Corrupção chegou a índice tão elevado que Lava Jato superou o mensalão, diz MPF

Por Mateus Coutinho e Fausto Macedo

Renato Duque é levado à sede da PF no Rio - Foto: Márcia Foletto/Agência O Globo

Renato Duque é levado à sede da PF no Rio – Foto: Márcia Foletto/Agência O Globo

O Ministério Público Federal comparou pela primeira vez o esquema de desvios de recursos públicos e pagamento de propina revelado pela Lava Jato ao escândalo do mensalão e consideraram que a operação já superou o que foi até agora o maior caso julgado no Supremo.

“O nível de corrupção no País chegou a índice tão elevado, que o caso do mensalão julgado na Ação Penal nº 470, pelo Supremo Tribunal Federal, que se pensou tratar-se do maior esquema de corrupção de todos os tempos, foi superado por este caso da Operação Lava Jato”, afirma o procurador da República Manuel Pastana nos pareceres encaminhado ao Tribunal Regional Federal da 4ª Região, em Porto Alegre (RS).

A comparação foi utilizada para justificar a manutenção das prisões preventivas do ex-diretor da Petrobrás indicado pelo PT, Renato Duque, do presidente da Camargo Corrêa, Dalton Avancini e do presidente do Conselho de Administração da empreiteira João Ricardo Auler, detidos na sétima etapa da Lava Jato.
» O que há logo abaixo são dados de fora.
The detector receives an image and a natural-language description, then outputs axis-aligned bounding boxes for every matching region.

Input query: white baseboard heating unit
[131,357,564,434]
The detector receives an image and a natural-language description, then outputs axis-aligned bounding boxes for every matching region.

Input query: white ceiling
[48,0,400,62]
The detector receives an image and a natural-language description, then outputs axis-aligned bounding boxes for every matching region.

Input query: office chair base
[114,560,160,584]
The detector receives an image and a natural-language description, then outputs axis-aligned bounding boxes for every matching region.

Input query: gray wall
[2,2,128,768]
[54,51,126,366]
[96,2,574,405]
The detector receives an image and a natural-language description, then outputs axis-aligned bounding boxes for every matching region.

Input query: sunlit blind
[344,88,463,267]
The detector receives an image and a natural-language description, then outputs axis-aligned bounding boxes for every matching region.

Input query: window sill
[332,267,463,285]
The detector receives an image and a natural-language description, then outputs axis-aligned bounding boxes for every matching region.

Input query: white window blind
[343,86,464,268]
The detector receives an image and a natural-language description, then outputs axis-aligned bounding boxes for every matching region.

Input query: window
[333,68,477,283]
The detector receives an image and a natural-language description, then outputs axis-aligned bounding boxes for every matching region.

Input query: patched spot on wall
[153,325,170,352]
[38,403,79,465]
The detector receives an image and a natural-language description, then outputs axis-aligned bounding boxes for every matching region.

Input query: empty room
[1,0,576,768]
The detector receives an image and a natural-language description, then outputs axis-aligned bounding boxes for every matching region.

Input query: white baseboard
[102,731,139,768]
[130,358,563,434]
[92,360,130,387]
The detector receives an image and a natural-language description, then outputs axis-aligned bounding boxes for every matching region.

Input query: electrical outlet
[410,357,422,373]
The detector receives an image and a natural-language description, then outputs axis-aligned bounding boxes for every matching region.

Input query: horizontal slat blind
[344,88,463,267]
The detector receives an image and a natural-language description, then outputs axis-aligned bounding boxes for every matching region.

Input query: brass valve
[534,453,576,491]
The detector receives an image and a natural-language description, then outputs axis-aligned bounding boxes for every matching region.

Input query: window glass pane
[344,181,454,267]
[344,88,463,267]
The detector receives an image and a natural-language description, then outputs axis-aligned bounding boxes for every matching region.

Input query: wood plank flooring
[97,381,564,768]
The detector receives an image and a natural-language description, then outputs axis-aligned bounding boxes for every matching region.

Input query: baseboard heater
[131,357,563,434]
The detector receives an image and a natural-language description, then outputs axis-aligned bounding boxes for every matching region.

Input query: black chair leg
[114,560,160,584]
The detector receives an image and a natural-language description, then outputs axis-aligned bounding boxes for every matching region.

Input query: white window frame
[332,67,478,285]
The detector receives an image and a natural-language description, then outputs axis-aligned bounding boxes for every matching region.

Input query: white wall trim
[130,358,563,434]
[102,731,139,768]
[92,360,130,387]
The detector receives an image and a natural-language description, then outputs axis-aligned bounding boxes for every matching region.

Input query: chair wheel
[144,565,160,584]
Na última quinta, o Tribunal rejeitou o pedido liminar de habeas corpus impetrado pela defesa dos executivos e do ex-diretor que questionava a conversão da prisão temporária deles – que tem prazo de cinco dias – em prisão preventiva, sem prazo para terminar. Os advogados pediam ainda que eles fossem soltos, mas o recurso foi rejeitado liminarmente.

Veja também:

Operador do PMDB diz que faz negócios na Petrobrás desde o governo FHC

A Procuradoria da República entende que os executivos de alto escalão da empreiteira são corruptores e que, por isso, devem continuar detidos. “Trata-se de círculo vicioso. Os agentes públicos corruptos e corrompidos se utilizam de terceiro como o paciente (em referência aos executivos da Camargo Corrêa) que recebe do poder público vultosas quantias e redistribuem com os integrantes da organização”, explica o MPF.
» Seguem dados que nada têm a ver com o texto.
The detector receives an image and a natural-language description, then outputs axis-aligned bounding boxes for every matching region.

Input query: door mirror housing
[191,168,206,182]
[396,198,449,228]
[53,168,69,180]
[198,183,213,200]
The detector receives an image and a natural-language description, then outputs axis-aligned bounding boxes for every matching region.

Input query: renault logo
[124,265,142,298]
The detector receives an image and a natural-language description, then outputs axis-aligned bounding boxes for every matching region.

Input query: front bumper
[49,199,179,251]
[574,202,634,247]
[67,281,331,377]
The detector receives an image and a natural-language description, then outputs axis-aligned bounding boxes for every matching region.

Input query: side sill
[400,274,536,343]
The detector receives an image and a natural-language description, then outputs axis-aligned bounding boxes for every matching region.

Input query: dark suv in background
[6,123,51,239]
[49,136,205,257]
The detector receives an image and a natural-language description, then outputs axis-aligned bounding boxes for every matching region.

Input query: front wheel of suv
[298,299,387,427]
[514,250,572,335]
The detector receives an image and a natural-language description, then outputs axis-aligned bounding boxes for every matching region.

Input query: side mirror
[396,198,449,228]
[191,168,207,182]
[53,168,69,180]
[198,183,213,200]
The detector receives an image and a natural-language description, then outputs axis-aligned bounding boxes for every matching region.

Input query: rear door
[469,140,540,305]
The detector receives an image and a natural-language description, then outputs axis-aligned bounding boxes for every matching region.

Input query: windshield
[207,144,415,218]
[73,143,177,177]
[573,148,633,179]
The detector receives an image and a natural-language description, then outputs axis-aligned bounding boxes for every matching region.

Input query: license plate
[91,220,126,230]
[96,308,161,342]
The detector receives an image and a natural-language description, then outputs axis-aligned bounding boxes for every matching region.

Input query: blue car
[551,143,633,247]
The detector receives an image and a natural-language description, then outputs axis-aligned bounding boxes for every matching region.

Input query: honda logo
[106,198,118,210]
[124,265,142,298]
No parecer de Duque, o procurador cita ainda os desvios na Petrobrás. “A sucessão de ocorrências delituosas indica a premente necessidade de resguardar a ordem pública. Faz-se necessário pôr fim no círculo vicioso. Os agentes públicos e ex-agentes, corruptos e corrompidos, movimentam quantias vultosas da estatal, redistribuindo-as com os integrantes da organização”, afirma o procurador.

O MPF alerta ainda para os riscos de o ex-diretor e os executivos da empreiteira destruírem provas e ressalta que a prisão pode “influenciar” os investigados a colaborarem com a Justiça. “A conveniência da instrução criminal mostra-se presente não só na cautela de impedir que investigados destruam provas, o que é bastante provável no caso do paciente (em referência aos executivos da Camargo Corrêa), que lida com o pagamento a vários agentes públicos, mas também na possibilidade de a segregação influenciá-lo na vontade de colaborar na apuração de responsabilidade, o que tem se mostrado bastante fértil nos últimos tempos”, assinala o procurador. O Tribunal ainda vai julgar o mérito do caso.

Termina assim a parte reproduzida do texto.